When De Kooning was painting his iconic "Woman I," according to his biographers Mark Stevens and Annalyn Swan, he paced the floor of his studio "studying the image for long periods and then striding purposely forward with the brush, searching for the startlingly fresh image that would have the exclamatory 'of course' of an image painted in one quick surge of inspiration."

Matisse, whose works might seem, to viewers, to have arisen straight out of his head with an instantaneous simplicity, sometimes went through lengthy periods of anguish. When he painted his wife's portrait in 1913, they had to undergo more than 100 sittings.

Matisse's friend Marcel Sembat indicates the difficulties when he recorded in his diary a Saturday visit with Matisse during this time: "Crazy! weeping! By night he recites the Lord's Prayer! By day he quarrels with his wife!" Yet the final portrait is peculiarly tranquil.

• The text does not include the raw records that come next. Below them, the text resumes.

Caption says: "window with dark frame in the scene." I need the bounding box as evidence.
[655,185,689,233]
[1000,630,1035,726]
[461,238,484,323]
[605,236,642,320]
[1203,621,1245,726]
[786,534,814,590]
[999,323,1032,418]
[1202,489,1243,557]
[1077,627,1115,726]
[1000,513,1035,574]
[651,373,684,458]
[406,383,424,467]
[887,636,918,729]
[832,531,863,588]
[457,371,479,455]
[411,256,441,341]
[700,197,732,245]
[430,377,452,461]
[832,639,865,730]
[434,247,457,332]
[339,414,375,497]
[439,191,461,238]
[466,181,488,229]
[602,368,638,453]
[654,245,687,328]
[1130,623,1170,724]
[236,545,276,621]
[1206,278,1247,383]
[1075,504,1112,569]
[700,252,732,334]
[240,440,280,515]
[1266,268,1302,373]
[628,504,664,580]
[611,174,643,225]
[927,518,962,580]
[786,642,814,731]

Homer's painting likewise had to look unlabored, or the very spirit of the thing would have been compromised. Yet both infrared reflectogram investigation, and even to a degree the naked eye, show how the artist reconsidered several elements of the picture. At one stage, there had been two other boats in full sail in the distance. In the end, there was only one.

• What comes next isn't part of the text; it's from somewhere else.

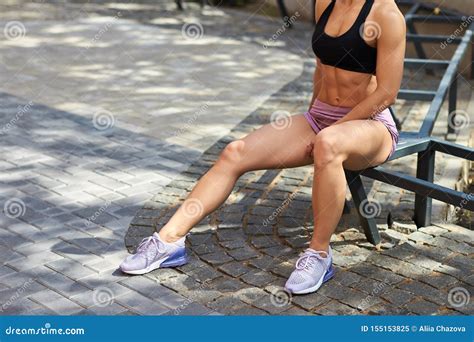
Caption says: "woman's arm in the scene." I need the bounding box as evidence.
[309,58,322,110]
[335,4,406,124]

There also had been five rather than four figures in the foreground catboat. Homer eliminated the boy on the prow and replaced him with an anchor. The tiller and rudder had their position altered, and instead of the older man holding both sheet and tiller, the boy at stern steers the rudder.

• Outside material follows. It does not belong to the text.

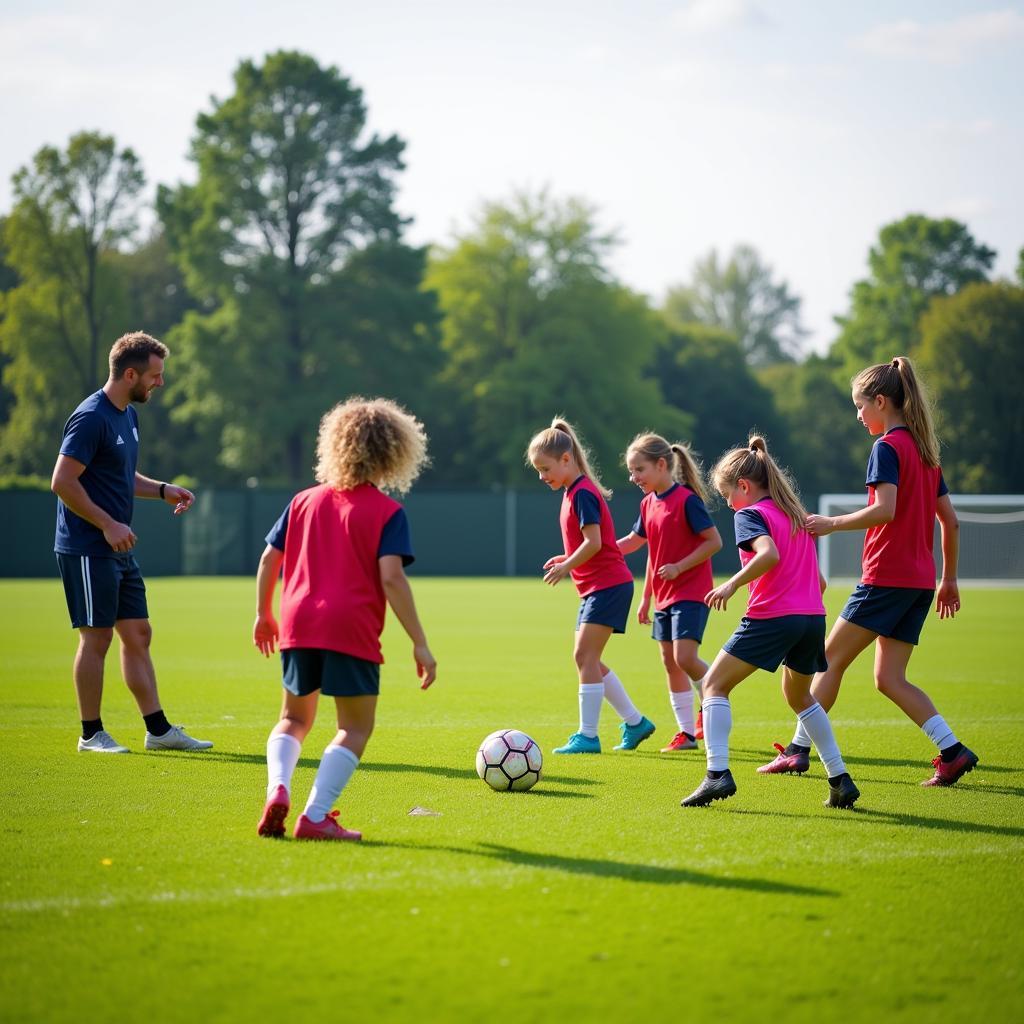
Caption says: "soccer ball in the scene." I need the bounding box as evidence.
[476,729,544,792]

The original sketch from which "Breezing Up" derives is a masterly watercolor, a medium Homer had only recently taken up on his first visit to Gloucester, Mass. (Note the name of the boat.)

There are fascinating comparisons to be made between this quick study and the final oil painting. The horizon extends farther to the right in the final painting. Some commentators have seen this as giving it a new spatial balance influenced by Japanese art.

The scudding cloudscape in the oil is much more prominent than the light sky in the watercolor. The central boy, gazing into space, has his bare feet on a thwart in the watercolor. In the oil, there is no thwart - just a floundering catch. A large shadow is cast in the concavity of the sail, adding thrust and definition that's absent in the sketch.

An enthusiastic review of the picture appeared in the New York Sun on April 30, 1876, and it has been quoted in commentaries about the work ever since.

The writer referred admiringly to the figure of "The boatman's barefoot boy ... whose bright eye evidently sees such enormous horizons as he looks through the curl of spray...." But subsequent writers have taken this boy to be the one nearest to the viewer when it plainly must be the one in the middle. The nearest boy is indeed barefoot, too. And he also gazes at the horizon. But his head is turned away, and while his eye may well be "bright," this is speculation rather than observation because we can't actually see it.

However, the whole painting is bright, indeed - zestful and invigorating.

This painting is one of more than 50 by Homer in a special exhibition of his works from the collection of the National Gallery of Art, Washington, D.C. It continues there until Feb. 20.